Except of the Big Brother screen entering our home freely without even frightening us (today it even follows us everywhere, in our smartphone, and we voluntarily give our privacy away-mind you, I am just confessing to google electronic media what was my reading recently, and even more, I am sharing worldwide what were my most intimate thoughts about it!), is there any other aspect of life from "1984" which we embraced readily or less readily?

One thing was strikingly obvious: mass media became exactly as described for Proles: "[in the Ministry of Truth] There was a whole chain of separate departments dealing with proletarian literature, music, drama, and entertainment generally. Here were produced rubbishy newspapers, containing almost nothing except sport, crime, and astrology, sensational five-cent novelettes, films oozing with sex, and sentimental songs which were composed entirely by mechanical means..."

Is this not what you felt when ceasing to read your favorite newspaper after years of doing so, because meaningful content has been increasingly hitchhiked by idiotic following of celebrities' life or some similar garbage of today? Did you notice that your favorite newspaper webpage contains more and more of "whose breast popped out of a gala dress" or "who is divorcing whom", or "what is X. Kardashian ...ing tonight", or some other "picantery" of the currently most (un)important movie stars, than any meaningful news?

Sports content of the newspaper, being a proletarian fun previously (except maybe of a cricket column for Prince This of That and his siblings), became almost intellectual treat when compared to the rest of the "news". Not extracting the current war agenda of this or that idiotic USA president or gibbering of equally idiotic Iranian or X-an Prime Minister or President.

Those two features, unlimited powers of observation and fathomless stupidity of the Media, are two most strikingly corresponding to Orwell's prophecy, at the global scale.

Are there some other, minor correspondences between the book and the today reality, which did not yet become so global?

"Minute of hate" is taken in as a media-hypes, be it directed against moslem, gay, pedophiles or anyone/anything at hand, if there is a current lack of the atrocities of war. Until it became too expensive, USA and USSR were maintaining enough wars around the globe to fulfill such role for their population, but currently even they had to shrink the choice, with USA itself becoming a 3-rd world country, and Russia never fully reaching the importance of USSR. In People's Republic of China, Party has to be more careful not to succumb to Romanian danger of calling a rally and sinking below it. North Korea looks as if its leaders would use "1984" as a textbook.

The same is the case with religion, sexuality-it became a plastic to be mold by anyone at power-it pairs well with media as described above. Occurrence of sects or new popes or new religious leaders or, at the equal footing, some more or less sexually transmitted diseases is always at hand-as throughout the history, they are never missing from the picture.

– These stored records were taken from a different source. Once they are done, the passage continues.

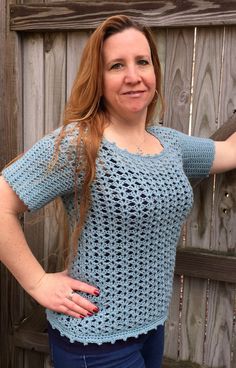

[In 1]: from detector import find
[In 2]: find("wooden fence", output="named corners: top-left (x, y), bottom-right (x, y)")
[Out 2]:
top-left (0, 0), bottom-right (236, 368)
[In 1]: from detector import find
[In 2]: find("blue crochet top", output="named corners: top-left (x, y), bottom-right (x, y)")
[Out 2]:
top-left (3, 124), bottom-right (214, 344)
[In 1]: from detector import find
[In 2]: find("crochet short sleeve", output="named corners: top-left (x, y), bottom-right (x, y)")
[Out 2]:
top-left (152, 127), bottom-right (215, 178)
top-left (177, 132), bottom-right (215, 178)
top-left (2, 129), bottom-right (78, 211)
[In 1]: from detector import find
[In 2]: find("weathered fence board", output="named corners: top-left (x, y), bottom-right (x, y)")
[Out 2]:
top-left (10, 0), bottom-right (236, 31)
top-left (0, 0), bottom-right (236, 368)
top-left (205, 27), bottom-right (236, 367)
top-left (180, 28), bottom-right (224, 364)
top-left (66, 31), bottom-right (89, 98)
top-left (164, 28), bottom-right (194, 359)
top-left (0, 0), bottom-right (24, 368)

Friendship, love... it is interesting to see that the development is not necessarily towards more freedom, based on the sheer power of numbers. In India or Arabian countries, ossified, outdated patriarchal systems are ruling the day more than ever, and it is not easy to foresee their transformation. In those places, power of the media turns handy to the government, and it could be some of those countries which will follow (or is already following) the steps of North Korea not in the direct political sense, but by a moral policing, being a ruling power in disguise.

There are many facets of "1984" which could be reached in disguise in today world. At the end, we all have a big chance to finish loving some version of the Big Brother, with his all-encompassing eyes and all-embracing powers.